After I blended in the bronzer and added the blush, I started to look less like Casper the friendly ghost, and only slightly ill. I was starting to regain hope! I figured that my last saving grace was my eyes, and hoped that they would complete the look. I filled in my eyebrows with some brown eyeshadow (which is how I usually do them). I also put a bit of light brown eyeshadow in the outer corner and crease of my eye, and was actually impressed by how easy it was and how decent it looked.

I tried my new eyeliner, specifically because I wanted to try winged liner, but it was absolutely terrible. It barely showed up as a light gray on my eyes, no matter how hard I pressed or how many times I went over the line, so I went with my old trusty eyeliner. Unfortunately, I still couldn’t figure out how to do a wing. I tried following tutorial after tutorial, went through about 100 cotton swabs, and finally just decided a small, thin line would be best. 

The new mascara I bought was also a complete flop. I'd read that burgundy or dark red mascara can help make green eyes pop, but I absolutely hated it. Even after two coats, it barely covered my lashes, and the dark purple just came off as black. So I also used my old mascara – Maybelline Lash Sensational ($9) – which I’ve been using for years, and it worked way better. 

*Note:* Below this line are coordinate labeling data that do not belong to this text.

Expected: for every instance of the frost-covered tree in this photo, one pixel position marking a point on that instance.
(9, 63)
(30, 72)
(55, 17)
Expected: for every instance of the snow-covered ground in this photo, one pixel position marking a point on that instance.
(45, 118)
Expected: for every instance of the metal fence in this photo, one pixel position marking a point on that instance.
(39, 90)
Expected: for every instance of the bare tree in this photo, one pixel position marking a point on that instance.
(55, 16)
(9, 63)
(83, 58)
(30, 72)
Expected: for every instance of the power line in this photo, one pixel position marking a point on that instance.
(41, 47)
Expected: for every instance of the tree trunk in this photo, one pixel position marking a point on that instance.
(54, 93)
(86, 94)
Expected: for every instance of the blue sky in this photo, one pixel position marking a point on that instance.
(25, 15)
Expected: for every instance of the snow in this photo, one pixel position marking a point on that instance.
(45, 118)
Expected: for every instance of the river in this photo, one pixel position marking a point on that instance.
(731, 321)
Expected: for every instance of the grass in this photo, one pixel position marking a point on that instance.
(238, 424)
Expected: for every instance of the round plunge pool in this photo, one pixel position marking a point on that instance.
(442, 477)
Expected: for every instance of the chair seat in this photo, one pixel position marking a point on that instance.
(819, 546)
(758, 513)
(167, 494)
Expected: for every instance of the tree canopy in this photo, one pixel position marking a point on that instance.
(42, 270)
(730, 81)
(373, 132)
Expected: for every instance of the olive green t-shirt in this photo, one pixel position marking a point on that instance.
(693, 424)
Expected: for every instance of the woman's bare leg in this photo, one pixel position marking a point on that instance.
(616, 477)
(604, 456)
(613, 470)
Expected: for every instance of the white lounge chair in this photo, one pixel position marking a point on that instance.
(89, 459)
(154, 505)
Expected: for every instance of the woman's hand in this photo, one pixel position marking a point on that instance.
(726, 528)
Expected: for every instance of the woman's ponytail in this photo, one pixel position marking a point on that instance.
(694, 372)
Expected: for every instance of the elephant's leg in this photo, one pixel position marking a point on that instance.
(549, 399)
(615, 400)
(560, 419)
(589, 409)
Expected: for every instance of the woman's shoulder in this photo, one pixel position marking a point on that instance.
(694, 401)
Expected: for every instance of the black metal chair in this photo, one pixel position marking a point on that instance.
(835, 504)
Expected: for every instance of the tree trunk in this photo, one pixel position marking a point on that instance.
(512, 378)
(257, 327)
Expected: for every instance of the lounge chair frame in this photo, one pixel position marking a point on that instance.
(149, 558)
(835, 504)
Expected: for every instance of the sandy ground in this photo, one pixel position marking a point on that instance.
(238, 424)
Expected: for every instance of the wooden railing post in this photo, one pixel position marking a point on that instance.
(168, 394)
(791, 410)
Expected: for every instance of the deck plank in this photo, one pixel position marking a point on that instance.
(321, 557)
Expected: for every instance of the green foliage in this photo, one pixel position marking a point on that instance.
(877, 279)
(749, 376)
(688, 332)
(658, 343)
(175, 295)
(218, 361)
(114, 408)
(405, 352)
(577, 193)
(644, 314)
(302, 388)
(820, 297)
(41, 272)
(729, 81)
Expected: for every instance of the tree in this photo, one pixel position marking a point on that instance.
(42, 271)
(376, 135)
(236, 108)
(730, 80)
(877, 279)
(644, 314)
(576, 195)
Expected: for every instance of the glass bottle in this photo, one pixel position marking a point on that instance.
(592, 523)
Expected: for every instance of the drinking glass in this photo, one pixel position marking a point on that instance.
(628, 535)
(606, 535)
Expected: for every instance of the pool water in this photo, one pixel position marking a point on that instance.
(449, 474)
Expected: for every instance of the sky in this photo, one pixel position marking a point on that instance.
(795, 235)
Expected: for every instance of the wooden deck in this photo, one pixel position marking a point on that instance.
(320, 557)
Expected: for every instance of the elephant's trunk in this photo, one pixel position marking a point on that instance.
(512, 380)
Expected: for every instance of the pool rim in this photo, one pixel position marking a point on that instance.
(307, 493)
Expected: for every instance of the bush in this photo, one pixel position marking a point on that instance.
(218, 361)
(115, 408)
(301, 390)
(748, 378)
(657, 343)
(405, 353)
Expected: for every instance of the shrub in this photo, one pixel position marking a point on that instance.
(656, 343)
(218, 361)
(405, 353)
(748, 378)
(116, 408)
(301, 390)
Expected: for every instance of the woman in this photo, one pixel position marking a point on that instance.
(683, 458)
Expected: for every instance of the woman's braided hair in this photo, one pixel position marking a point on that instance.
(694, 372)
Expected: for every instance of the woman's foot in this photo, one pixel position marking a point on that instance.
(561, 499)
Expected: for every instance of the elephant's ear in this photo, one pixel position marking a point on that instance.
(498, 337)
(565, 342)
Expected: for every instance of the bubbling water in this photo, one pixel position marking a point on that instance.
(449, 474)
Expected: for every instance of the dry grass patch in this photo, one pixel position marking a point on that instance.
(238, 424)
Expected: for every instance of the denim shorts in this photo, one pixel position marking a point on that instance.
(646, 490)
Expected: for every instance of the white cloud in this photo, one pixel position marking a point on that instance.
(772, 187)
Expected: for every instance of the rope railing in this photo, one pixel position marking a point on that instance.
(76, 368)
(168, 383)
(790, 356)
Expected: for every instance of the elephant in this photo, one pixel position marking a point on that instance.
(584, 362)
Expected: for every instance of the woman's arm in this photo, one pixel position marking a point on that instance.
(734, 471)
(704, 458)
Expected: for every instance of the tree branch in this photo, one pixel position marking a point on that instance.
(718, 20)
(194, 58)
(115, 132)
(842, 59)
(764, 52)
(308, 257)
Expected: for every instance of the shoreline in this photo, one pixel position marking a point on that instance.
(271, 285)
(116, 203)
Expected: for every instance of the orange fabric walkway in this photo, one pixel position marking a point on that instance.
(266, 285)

I finally finished putting everything on, but I had to immediately hop on my interview since the makeup had taken longer than I thought it would. Because of this, I couldn’t take photos until a couple hours later. However, it stayed almost exactly the same as when I first did it thanks to the setting powder! Here are some ‘after’ photos in different lighting:

Photo after makeup pt 2 Original photo by Emily Jones

Photos of me after makeup Original photo by Emily Jones

I really liked the finished product. I’m not sure it was worth the stress, especially because even though my skin looked flawless on camera during my interview, it looked rather cakey and powdery in real life. I’m sure there's probably a way to prevent that, but it’s definitely not something I plan on doing on the daily.

Overall, I’ve learned two things. One: makeup is insanely hard, and not all products are created equal. I have loads of respect for people who can do this so flawlessly, especially given how expensive even the cheapest products are. Two: this is definitely something I can practice, and I look forward to improving. I'd like to work on a routine that’s less involved than a full face but more than a bare face, so maybe that'll be my next attempt!